Will there be weakfish in 1970? Not even ichthyologists will venture a guess.


Jim Coleman, who was co-captain of Arkansas' football team in 1919, was a guest at homecoming this year and marveled at the coaches who flourish in such great numbers around modern-day teams. "In 1919," Coleman noted, "we traveled with 15 players. A large squad was 18. Nowadays they have more coaches than we had players."

Coleman's comment was not hyperbole. Including graduate assistants, Arkansas has 21 men on its coaching staff.

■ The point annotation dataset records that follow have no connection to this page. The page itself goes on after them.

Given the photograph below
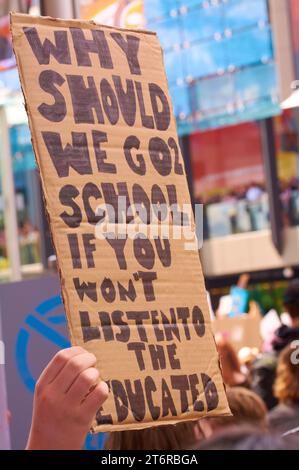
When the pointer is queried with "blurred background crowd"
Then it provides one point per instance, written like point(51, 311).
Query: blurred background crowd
point(233, 71)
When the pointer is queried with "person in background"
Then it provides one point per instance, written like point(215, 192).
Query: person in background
point(179, 436)
point(264, 369)
point(230, 365)
point(284, 418)
point(249, 438)
point(246, 407)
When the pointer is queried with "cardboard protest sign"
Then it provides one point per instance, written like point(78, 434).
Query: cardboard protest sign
point(114, 183)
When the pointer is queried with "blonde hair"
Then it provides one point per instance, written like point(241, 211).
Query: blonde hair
point(286, 386)
point(169, 437)
point(246, 407)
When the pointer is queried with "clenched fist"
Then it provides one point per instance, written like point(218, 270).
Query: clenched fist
point(66, 399)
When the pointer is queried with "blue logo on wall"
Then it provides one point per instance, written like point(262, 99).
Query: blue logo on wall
point(45, 322)
point(41, 322)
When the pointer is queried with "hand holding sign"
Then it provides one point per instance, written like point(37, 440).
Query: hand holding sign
point(67, 396)
point(117, 197)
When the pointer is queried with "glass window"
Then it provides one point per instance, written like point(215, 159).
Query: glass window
point(229, 179)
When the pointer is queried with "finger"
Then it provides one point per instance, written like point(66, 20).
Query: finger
point(95, 400)
point(83, 385)
point(72, 369)
point(57, 364)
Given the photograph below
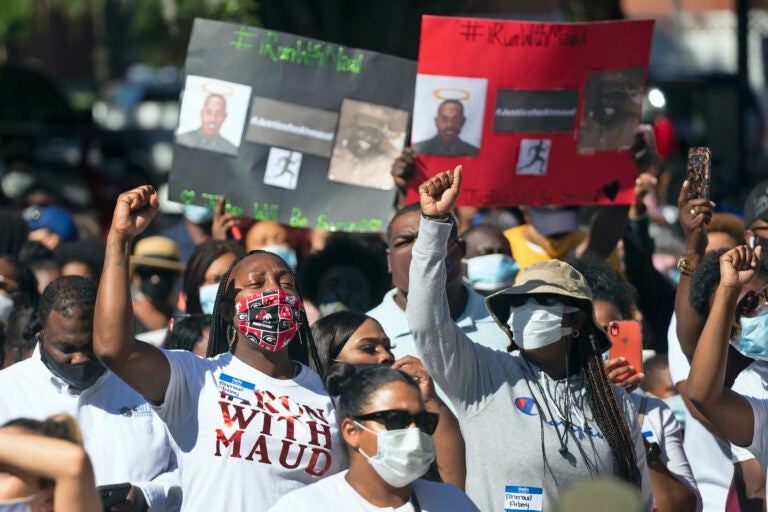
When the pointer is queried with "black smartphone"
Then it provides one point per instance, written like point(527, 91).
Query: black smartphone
point(699, 172)
point(113, 494)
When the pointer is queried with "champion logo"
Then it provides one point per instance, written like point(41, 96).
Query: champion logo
point(526, 405)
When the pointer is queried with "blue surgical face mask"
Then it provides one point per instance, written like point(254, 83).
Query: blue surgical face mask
point(208, 297)
point(287, 253)
point(753, 341)
point(491, 272)
point(197, 214)
point(677, 405)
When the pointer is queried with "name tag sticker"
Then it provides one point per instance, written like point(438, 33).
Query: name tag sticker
point(517, 498)
point(234, 387)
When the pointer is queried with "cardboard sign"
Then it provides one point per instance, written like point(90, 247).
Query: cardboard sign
point(290, 129)
point(536, 113)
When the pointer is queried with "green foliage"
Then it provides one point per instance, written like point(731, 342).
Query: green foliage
point(16, 19)
point(163, 26)
point(159, 29)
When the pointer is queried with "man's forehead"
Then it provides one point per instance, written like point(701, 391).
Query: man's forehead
point(450, 108)
point(215, 101)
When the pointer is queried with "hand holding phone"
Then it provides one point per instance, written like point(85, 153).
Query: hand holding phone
point(114, 494)
point(699, 172)
point(627, 339)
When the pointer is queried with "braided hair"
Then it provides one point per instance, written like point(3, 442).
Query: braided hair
point(606, 410)
point(223, 335)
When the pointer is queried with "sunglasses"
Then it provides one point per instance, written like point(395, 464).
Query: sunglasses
point(396, 419)
point(749, 306)
point(8, 284)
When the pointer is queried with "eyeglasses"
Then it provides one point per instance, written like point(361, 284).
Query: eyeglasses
point(8, 284)
point(749, 306)
point(396, 419)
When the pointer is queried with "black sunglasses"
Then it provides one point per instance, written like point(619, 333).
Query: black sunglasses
point(396, 419)
point(749, 306)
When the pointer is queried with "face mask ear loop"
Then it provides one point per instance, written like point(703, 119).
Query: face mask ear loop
point(568, 425)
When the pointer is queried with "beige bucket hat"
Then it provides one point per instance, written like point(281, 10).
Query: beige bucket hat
point(548, 277)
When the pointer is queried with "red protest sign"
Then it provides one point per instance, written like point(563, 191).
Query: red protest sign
point(537, 113)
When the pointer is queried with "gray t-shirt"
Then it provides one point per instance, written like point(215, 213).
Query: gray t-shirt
point(512, 415)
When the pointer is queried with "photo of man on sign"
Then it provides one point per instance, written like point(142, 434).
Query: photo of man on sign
point(212, 114)
point(448, 115)
point(612, 101)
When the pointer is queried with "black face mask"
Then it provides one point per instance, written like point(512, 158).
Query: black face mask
point(78, 376)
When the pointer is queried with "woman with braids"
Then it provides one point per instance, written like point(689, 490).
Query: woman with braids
point(250, 422)
point(388, 434)
point(538, 418)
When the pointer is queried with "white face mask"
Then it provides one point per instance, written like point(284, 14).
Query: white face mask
point(402, 455)
point(208, 297)
point(535, 326)
point(6, 307)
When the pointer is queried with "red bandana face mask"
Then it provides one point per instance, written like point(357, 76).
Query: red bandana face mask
point(270, 319)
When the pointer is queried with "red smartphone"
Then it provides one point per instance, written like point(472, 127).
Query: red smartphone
point(699, 172)
point(627, 339)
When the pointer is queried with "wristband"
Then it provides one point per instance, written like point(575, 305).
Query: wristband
point(438, 218)
point(684, 266)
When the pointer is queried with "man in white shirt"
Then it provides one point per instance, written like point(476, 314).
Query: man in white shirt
point(125, 440)
point(467, 306)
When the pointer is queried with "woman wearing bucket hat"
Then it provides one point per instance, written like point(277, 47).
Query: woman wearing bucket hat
point(543, 416)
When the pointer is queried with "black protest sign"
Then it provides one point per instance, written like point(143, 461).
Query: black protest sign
point(290, 129)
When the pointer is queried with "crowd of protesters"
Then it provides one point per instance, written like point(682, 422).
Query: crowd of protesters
point(457, 362)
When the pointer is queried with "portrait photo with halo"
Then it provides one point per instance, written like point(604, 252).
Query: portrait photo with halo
point(448, 115)
point(212, 114)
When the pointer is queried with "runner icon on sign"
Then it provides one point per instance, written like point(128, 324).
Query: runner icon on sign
point(534, 155)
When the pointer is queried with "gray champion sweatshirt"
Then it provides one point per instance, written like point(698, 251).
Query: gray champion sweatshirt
point(514, 459)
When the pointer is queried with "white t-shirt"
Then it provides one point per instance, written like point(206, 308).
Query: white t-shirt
point(708, 456)
point(125, 441)
point(660, 426)
point(242, 438)
point(751, 382)
point(334, 494)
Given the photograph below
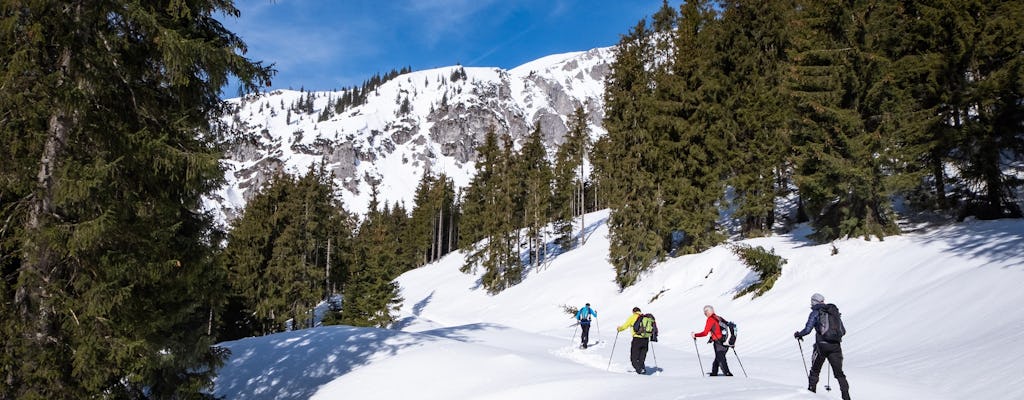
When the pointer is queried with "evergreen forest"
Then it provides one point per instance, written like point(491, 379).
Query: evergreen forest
point(722, 117)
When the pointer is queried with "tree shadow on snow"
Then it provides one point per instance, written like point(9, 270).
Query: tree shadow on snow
point(1001, 241)
point(458, 332)
point(552, 251)
point(417, 310)
point(296, 364)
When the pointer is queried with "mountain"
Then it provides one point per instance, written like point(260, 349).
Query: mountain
point(930, 314)
point(426, 121)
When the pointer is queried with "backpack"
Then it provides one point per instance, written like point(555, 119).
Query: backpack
point(728, 330)
point(830, 324)
point(645, 326)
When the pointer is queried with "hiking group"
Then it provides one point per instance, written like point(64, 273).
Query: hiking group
point(824, 319)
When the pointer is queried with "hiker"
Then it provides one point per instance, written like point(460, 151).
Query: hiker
point(721, 349)
point(583, 318)
point(641, 340)
point(826, 343)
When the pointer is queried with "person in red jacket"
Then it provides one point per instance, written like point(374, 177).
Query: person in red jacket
point(715, 329)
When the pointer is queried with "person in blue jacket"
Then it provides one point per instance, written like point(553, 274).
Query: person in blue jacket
point(583, 317)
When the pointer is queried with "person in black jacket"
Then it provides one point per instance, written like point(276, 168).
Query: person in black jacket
point(823, 350)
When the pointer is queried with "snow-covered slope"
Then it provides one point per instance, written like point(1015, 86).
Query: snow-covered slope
point(448, 116)
point(934, 314)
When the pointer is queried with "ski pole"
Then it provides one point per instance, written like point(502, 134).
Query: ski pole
point(612, 351)
point(651, 344)
point(740, 361)
point(698, 356)
point(802, 357)
point(828, 383)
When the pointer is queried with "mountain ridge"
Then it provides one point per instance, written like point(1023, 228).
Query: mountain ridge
point(424, 121)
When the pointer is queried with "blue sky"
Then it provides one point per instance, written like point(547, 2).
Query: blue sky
point(329, 44)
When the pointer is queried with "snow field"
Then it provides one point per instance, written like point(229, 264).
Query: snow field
point(930, 315)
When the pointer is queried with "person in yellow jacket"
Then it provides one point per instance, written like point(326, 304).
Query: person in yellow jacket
point(638, 349)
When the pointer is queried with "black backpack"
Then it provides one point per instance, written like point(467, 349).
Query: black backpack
point(645, 326)
point(728, 330)
point(830, 323)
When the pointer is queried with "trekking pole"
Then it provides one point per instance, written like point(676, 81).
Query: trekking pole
point(828, 383)
point(612, 351)
point(651, 344)
point(802, 357)
point(698, 356)
point(740, 361)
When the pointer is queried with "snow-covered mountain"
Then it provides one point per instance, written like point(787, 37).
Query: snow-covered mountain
point(931, 314)
point(449, 110)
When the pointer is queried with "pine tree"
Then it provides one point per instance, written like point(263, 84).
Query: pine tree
point(635, 243)
point(994, 109)
point(278, 253)
point(686, 114)
point(536, 192)
point(108, 150)
point(568, 196)
point(840, 148)
point(753, 58)
point(371, 298)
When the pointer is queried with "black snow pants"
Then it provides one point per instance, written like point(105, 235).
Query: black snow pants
point(638, 353)
point(720, 352)
point(834, 353)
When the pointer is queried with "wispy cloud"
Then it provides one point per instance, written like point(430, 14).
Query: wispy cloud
point(445, 17)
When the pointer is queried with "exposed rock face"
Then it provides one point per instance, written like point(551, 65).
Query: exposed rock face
point(429, 121)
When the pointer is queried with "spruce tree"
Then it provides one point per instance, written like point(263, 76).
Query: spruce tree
point(635, 243)
point(686, 115)
point(994, 110)
point(567, 197)
point(108, 149)
point(536, 193)
point(276, 253)
point(841, 148)
point(752, 56)
point(371, 297)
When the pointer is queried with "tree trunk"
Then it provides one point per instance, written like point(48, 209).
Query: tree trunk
point(40, 267)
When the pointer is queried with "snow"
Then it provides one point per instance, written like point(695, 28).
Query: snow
point(933, 314)
point(369, 130)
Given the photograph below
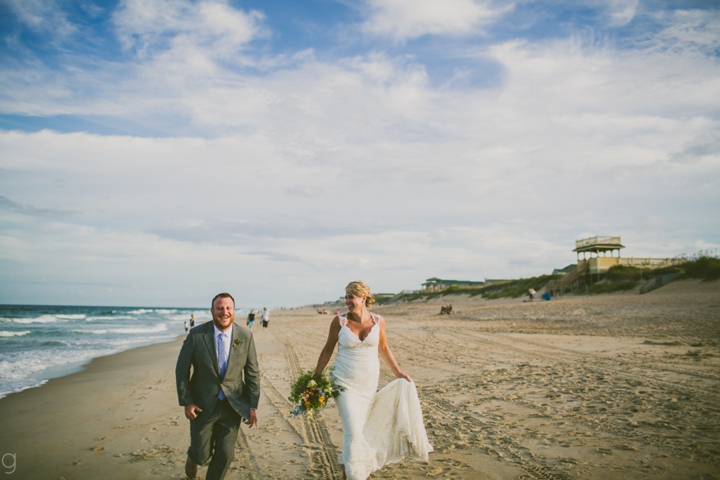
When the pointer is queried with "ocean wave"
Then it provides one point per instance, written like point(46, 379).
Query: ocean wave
point(160, 327)
point(4, 334)
point(107, 318)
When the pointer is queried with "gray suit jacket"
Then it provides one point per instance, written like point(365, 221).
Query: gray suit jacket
point(241, 383)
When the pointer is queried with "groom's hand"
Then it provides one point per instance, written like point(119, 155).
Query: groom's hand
point(191, 411)
point(252, 422)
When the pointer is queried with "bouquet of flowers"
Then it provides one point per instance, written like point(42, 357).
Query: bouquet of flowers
point(311, 392)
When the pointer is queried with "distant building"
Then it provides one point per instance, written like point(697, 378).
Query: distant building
point(592, 264)
point(563, 271)
point(434, 284)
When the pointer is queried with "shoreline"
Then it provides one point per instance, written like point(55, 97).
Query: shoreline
point(72, 368)
point(58, 429)
point(586, 387)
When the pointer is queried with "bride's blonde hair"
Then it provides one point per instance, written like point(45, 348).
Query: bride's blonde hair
point(361, 289)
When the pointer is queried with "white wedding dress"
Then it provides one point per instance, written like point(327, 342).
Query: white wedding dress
point(378, 428)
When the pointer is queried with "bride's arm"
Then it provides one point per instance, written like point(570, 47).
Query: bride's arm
point(329, 347)
point(387, 355)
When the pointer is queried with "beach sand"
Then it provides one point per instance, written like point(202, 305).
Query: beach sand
point(608, 386)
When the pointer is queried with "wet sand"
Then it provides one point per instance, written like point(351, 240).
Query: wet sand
point(608, 386)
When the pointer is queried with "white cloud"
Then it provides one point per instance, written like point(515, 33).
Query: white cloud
point(178, 28)
point(42, 16)
point(622, 11)
point(318, 167)
point(408, 19)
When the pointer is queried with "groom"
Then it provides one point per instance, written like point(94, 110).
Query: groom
point(224, 387)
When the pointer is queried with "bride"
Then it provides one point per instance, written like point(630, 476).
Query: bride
point(378, 428)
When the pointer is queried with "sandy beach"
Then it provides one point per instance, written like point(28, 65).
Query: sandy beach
point(607, 386)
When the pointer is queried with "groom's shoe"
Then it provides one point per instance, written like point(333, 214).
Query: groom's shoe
point(190, 469)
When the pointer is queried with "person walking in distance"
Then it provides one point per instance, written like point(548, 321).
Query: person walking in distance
point(265, 317)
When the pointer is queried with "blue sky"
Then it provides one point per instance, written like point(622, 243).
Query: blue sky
point(157, 152)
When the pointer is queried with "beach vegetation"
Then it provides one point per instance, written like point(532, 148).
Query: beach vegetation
point(508, 289)
point(703, 266)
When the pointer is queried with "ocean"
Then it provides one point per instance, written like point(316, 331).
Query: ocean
point(38, 343)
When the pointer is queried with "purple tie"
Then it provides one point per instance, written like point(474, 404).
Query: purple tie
point(222, 360)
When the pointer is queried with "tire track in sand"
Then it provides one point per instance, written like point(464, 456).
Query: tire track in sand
point(318, 444)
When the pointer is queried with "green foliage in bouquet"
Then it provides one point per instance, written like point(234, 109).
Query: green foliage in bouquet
point(311, 392)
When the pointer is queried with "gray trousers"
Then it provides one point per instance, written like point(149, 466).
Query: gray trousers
point(213, 437)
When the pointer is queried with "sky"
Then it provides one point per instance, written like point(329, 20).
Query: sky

•George Andrie, Dallas Cowboy end, noting that inspirational talks by former Cowboys Tommy McDonald and Jerry Rhome lifted the Cleveland Browns to an emotional peak for the last two Dallas games: "This ought to teach us one thing: if we ever trade any more ballplayers, we sure don't want to send any silver-tongued orators."

•Weeb Ewbank, New York Jet coach, resorting to Stengelese when explaining why Joe Namath missed a practice: "I wouldn't say that Joe has a sore arm, per se, but his arm is kind of sore."

•James Shepard, Massachusetts game director, after closing the hunting season for bears because some of the bears were getting drunk on the juice of wild apples fermenting in their stomachs: "It wouldn't be very sporting to shoot them in this condition."